Yes, but that was pot luck. We’d been working on the story for quite some time. Following the King’s visit, they did decide to look into the Spanish royal family. I can’t speak for the NYT, but I reckon they recall very few instances when a government told them what stories they were to run.

What makes for a good photograph?

When you see one and feel something inside, when no caption is needed. Photojournalists aren’t the first ones to seek emotion in a picture. Picasso with The Gernika and Goya with The Second of May came before us. Unfortunately, war is visually appealing.

Is taking other people’s picture a form of cultural power?

Well, rather than power, it endows you with a responsibility.
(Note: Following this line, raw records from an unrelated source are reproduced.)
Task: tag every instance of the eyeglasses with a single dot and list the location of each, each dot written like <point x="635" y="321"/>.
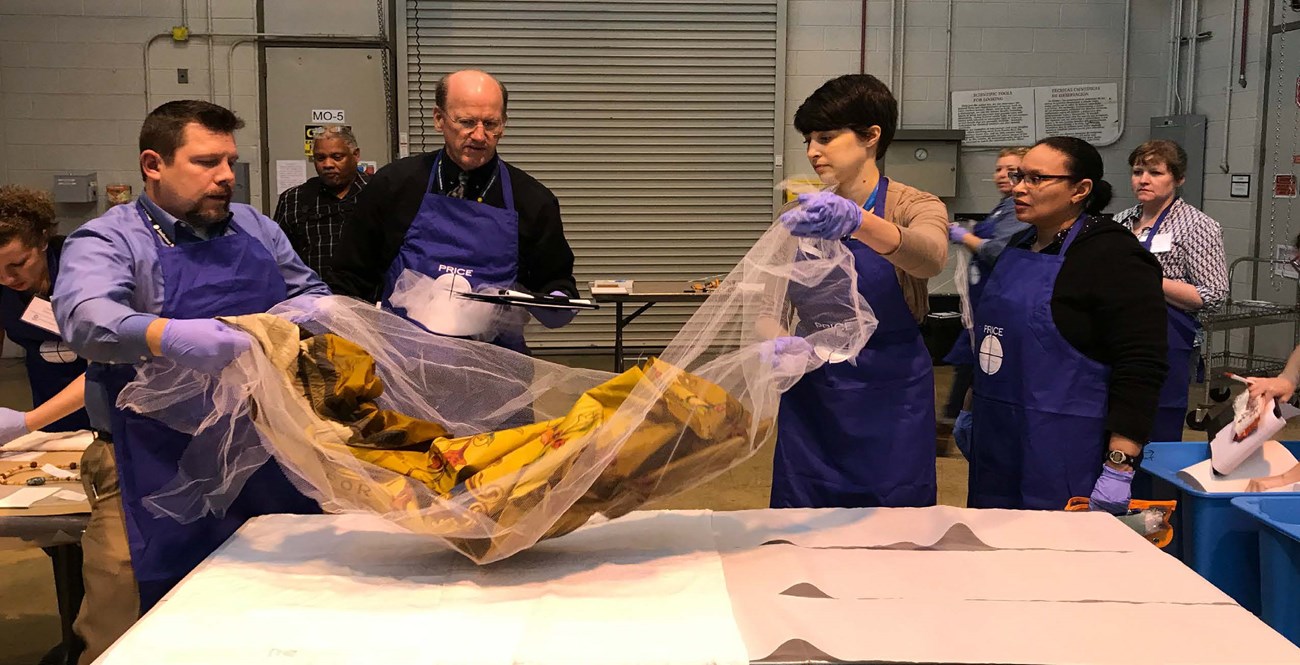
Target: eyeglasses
<point x="468" y="125"/>
<point x="1035" y="179"/>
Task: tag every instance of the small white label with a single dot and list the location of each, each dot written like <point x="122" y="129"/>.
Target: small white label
<point x="40" y="313"/>
<point x="328" y="116"/>
<point x="1161" y="243"/>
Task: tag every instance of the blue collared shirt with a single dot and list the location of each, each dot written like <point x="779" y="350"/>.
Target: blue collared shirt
<point x="111" y="285"/>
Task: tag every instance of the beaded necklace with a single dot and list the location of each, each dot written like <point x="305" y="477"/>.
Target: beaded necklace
<point x="38" y="479"/>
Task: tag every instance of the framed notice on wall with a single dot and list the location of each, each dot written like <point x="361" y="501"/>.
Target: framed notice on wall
<point x="1022" y="116"/>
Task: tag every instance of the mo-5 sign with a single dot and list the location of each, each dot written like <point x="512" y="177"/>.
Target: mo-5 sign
<point x="328" y="116"/>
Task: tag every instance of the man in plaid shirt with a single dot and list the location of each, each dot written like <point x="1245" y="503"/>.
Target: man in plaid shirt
<point x="312" y="213"/>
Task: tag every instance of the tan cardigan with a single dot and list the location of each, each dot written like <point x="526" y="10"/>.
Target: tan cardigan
<point x="922" y="220"/>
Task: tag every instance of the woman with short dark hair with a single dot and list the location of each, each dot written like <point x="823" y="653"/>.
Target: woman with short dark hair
<point x="862" y="434"/>
<point x="29" y="265"/>
<point x="1190" y="248"/>
<point x="1070" y="344"/>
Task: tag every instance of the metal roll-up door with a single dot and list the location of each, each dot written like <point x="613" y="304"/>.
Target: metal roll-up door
<point x="654" y="122"/>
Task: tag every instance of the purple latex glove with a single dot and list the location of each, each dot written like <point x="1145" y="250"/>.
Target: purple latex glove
<point x="823" y="214"/>
<point x="553" y="317"/>
<point x="1112" y="491"/>
<point x="13" y="424"/>
<point x="775" y="352"/>
<point x="203" y="344"/>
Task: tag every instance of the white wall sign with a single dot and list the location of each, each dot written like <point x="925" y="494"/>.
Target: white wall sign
<point x="1021" y="116"/>
<point x="328" y="116"/>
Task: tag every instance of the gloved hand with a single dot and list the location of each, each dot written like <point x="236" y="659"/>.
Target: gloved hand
<point x="1112" y="491"/>
<point x="778" y="351"/>
<point x="823" y="214"/>
<point x="553" y="317"/>
<point x="203" y="344"/>
<point x="962" y="430"/>
<point x="13" y="424"/>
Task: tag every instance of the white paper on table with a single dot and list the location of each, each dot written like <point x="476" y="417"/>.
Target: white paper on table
<point x="40" y="313"/>
<point x="51" y="442"/>
<point x="940" y="526"/>
<point x="648" y="587"/>
<point x="289" y="173"/>
<point x="63" y="474"/>
<point x="25" y="496"/>
<point x="1270" y="459"/>
<point x="70" y="495"/>
<point x="906" y="630"/>
<point x="1227" y="453"/>
<point x="993" y="574"/>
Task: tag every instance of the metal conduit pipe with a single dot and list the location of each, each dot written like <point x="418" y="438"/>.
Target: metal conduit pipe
<point x="1123" y="75"/>
<point x="1175" y="35"/>
<point x="1194" y="39"/>
<point x="1227" y="88"/>
<point x="255" y="37"/>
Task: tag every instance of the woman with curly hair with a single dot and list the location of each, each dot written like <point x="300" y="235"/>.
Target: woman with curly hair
<point x="29" y="266"/>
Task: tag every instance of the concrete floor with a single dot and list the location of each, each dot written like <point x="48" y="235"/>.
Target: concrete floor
<point x="29" y="617"/>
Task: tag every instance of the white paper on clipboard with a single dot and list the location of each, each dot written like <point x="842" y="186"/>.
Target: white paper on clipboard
<point x="40" y="313"/>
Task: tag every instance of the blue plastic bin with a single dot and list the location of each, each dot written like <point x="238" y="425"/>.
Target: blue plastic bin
<point x="1278" y="518"/>
<point x="1212" y="537"/>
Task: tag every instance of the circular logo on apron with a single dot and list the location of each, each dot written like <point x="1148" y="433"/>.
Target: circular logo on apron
<point x="56" y="352"/>
<point x="989" y="355"/>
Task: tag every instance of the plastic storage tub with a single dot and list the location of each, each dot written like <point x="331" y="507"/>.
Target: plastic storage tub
<point x="1278" y="518"/>
<point x="1212" y="537"/>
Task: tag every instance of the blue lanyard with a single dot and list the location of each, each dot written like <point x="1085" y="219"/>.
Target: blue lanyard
<point x="876" y="201"/>
<point x="1155" y="227"/>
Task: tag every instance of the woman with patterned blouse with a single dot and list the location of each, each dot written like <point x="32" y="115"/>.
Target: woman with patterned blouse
<point x="1190" y="247"/>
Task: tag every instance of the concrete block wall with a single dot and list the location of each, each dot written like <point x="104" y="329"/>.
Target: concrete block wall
<point x="72" y="85"/>
<point x="995" y="44"/>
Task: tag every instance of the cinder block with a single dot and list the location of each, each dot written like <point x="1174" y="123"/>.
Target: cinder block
<point x="1031" y="14"/>
<point x="42" y="8"/>
<point x="1091" y="14"/>
<point x="1008" y="39"/>
<point x="843" y="38"/>
<point x="805" y="38"/>
<point x="27" y="27"/>
<point x="822" y="13"/>
<point x="30" y="79"/>
<point x="102" y="81"/>
<point x="927" y="14"/>
<point x="980" y="14"/>
<point x="16" y="105"/>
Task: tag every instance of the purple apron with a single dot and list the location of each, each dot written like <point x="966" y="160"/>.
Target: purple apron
<point x="1040" y="405"/>
<point x="229" y="276"/>
<point x="861" y="435"/>
<point x="466" y="238"/>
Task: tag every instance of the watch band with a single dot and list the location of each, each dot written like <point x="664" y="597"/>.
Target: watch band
<point x="1122" y="457"/>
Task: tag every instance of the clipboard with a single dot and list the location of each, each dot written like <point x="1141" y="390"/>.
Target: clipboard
<point x="512" y="298"/>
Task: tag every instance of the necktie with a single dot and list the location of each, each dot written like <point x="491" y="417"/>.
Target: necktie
<point x="458" y="191"/>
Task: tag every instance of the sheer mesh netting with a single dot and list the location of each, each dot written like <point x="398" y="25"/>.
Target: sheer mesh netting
<point x="489" y="450"/>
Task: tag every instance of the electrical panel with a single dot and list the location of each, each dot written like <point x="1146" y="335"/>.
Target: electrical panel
<point x="1187" y="131"/>
<point x="926" y="160"/>
<point x="79" y="187"/>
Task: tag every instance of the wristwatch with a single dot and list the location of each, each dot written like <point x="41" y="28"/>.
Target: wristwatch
<point x="1121" y="457"/>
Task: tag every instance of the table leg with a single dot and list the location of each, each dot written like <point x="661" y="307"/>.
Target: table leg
<point x="69" y="589"/>
<point x="618" y="338"/>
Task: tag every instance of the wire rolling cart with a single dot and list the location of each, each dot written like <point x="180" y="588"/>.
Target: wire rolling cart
<point x="1238" y="314"/>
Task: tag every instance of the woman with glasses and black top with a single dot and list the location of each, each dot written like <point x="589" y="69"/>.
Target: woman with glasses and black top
<point x="1070" y="344"/>
<point x="1190" y="248"/>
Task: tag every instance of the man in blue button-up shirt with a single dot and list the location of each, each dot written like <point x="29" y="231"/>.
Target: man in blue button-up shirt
<point x="144" y="282"/>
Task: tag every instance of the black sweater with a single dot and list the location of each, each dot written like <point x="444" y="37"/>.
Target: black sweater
<point x="385" y="208"/>
<point x="1109" y="304"/>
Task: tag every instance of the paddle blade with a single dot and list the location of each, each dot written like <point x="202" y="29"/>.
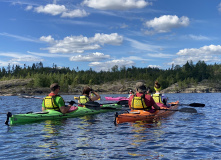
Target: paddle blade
<point x="123" y="103"/>
<point x="188" y="110"/>
<point x="197" y="105"/>
<point x="92" y="105"/>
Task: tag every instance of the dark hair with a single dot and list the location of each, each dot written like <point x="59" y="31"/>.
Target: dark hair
<point x="157" y="85"/>
<point x="54" y="86"/>
<point x="86" y="90"/>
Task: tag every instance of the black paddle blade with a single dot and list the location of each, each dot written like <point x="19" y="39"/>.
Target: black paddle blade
<point x="197" y="105"/>
<point x="92" y="105"/>
<point x="188" y="110"/>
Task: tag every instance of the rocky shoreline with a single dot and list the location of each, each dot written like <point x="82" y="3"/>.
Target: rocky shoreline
<point x="20" y="86"/>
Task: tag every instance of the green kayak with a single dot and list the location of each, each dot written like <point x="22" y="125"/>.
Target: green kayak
<point x="51" y="114"/>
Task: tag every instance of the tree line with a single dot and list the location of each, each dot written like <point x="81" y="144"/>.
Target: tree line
<point x="42" y="76"/>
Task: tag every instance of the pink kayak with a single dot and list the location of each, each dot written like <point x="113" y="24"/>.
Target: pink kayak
<point x="116" y="98"/>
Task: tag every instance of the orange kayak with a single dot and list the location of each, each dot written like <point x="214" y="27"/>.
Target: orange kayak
<point x="141" y="115"/>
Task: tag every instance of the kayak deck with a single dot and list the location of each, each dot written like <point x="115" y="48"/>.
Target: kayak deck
<point x="51" y="114"/>
<point x="141" y="115"/>
<point x="116" y="98"/>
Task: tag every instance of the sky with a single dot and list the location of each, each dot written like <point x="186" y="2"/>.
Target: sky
<point x="99" y="34"/>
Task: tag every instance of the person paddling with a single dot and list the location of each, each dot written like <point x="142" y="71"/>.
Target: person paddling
<point x="84" y="98"/>
<point x="54" y="101"/>
<point x="142" y="101"/>
<point x="158" y="97"/>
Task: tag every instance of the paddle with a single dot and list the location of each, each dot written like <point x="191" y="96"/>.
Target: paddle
<point x="191" y="104"/>
<point x="186" y="110"/>
<point x="88" y="104"/>
<point x="9" y="114"/>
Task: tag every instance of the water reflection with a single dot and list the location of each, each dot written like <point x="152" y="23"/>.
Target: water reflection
<point x="146" y="134"/>
<point x="50" y="143"/>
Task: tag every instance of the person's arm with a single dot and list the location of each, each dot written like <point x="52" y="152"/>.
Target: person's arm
<point x="96" y="97"/>
<point x="64" y="109"/>
<point x="129" y="101"/>
<point x="43" y="106"/>
<point x="156" y="106"/>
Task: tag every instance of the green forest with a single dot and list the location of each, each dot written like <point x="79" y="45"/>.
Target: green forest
<point x="43" y="76"/>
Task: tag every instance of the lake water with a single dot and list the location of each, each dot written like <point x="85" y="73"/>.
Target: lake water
<point x="179" y="136"/>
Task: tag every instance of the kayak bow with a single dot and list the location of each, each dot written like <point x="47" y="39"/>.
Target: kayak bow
<point x="141" y="115"/>
<point x="51" y="114"/>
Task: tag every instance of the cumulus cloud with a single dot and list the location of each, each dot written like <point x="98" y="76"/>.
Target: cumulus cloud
<point x="54" y="9"/>
<point x="206" y="53"/>
<point x="197" y="38"/>
<point x="48" y="39"/>
<point x="18" y="57"/>
<point x="75" y="13"/>
<point x="143" y="46"/>
<point x="116" y="4"/>
<point x="78" y="44"/>
<point x="154" y="66"/>
<point x="21" y="38"/>
<point x="219" y="7"/>
<point x="165" y="23"/>
<point x="90" y="57"/>
<point x="160" y="55"/>
<point x="28" y="8"/>
<point x="105" y="66"/>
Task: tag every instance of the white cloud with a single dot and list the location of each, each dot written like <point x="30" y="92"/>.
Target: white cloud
<point x="75" y="13"/>
<point x="197" y="38"/>
<point x="16" y="57"/>
<point x="143" y="46"/>
<point x="28" y="8"/>
<point x="54" y="9"/>
<point x="5" y="63"/>
<point x="90" y="57"/>
<point x="19" y="37"/>
<point x="116" y="4"/>
<point x="48" y="39"/>
<point x="49" y="55"/>
<point x="205" y="50"/>
<point x="219" y="7"/>
<point x="105" y="66"/>
<point x="78" y="44"/>
<point x="154" y="66"/>
<point x="165" y="23"/>
<point x="206" y="53"/>
<point x="160" y="55"/>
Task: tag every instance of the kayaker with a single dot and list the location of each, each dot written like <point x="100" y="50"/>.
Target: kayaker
<point x="142" y="101"/>
<point x="54" y="101"/>
<point x="158" y="97"/>
<point x="130" y="93"/>
<point x="84" y="98"/>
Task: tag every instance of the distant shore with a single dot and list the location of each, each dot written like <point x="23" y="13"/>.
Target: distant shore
<point x="20" y="86"/>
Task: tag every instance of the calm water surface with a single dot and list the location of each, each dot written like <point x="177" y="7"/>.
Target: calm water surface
<point x="180" y="136"/>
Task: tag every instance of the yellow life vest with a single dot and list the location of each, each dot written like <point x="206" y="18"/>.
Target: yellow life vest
<point x="138" y="103"/>
<point x="84" y="99"/>
<point x="50" y="104"/>
<point x="157" y="98"/>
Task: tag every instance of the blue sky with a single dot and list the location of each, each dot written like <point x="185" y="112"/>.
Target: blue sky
<point x="99" y="34"/>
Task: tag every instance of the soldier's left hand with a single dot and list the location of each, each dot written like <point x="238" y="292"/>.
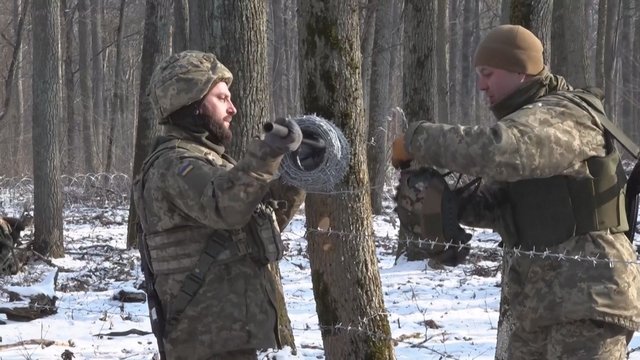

And as time passes, you learn to harness that responsibility.

Do photographs aim to uncover realities or confirm commonplaces?

It depends on the story. It is true that, especially in the Arab world, the story of a bearded guy brandishing a kalashnikov works better than a more personal account.

Are you married?

Nope. No kids, no girlfriend. Nothing at all, for now.

I can’t say I am surprised …

It’s hard. I like what I do. It’s highly addictive. It’s scary when you lose friends as the years go by, they keep dying and you see how the people you started with end up.

Do you go to therapy?

I don’t. In fact, a lot of the time the hardest thing about my job is the coming back, because that’s when you begin to realise that you might be crossing a line. You’re here now, but on the next flight … But I choose to get personally involved in what I photograph, it is not a professional relationship.

Background: Samuel Aranda was born in Santa Coloma de Gramanet (Catalonia) in 1979. His home is in the village of Crespià (Pla de l’Estany, Catalonia), where he claims to be happy. Saying that he lives there would be inaccurate, as the photographer —who received the 2011 World Press Photo award— travels non-stop. In fact, he belongs to the segment of professionals who spend the first five seconds after waking up in a hotel room wondering which city they’re in.

Aranda is one of the greatest photojournalists of our time and works with all the media and all the pressure in the world. His glance is that of the down-to-earth lad from Santa Coloma, the graffiti artist who got kicked out of school and tried out Fine Arts, who had never taken a picture in his life but was mesmerised by a camera in Palestine at age 19. And, all the while, all the horrors he has witnessed begin to accumulate in his eyes, which is toughening up his courtesy, up until the day —which he doesn’t know whether to fear or look forward to— when he will say enough is enough.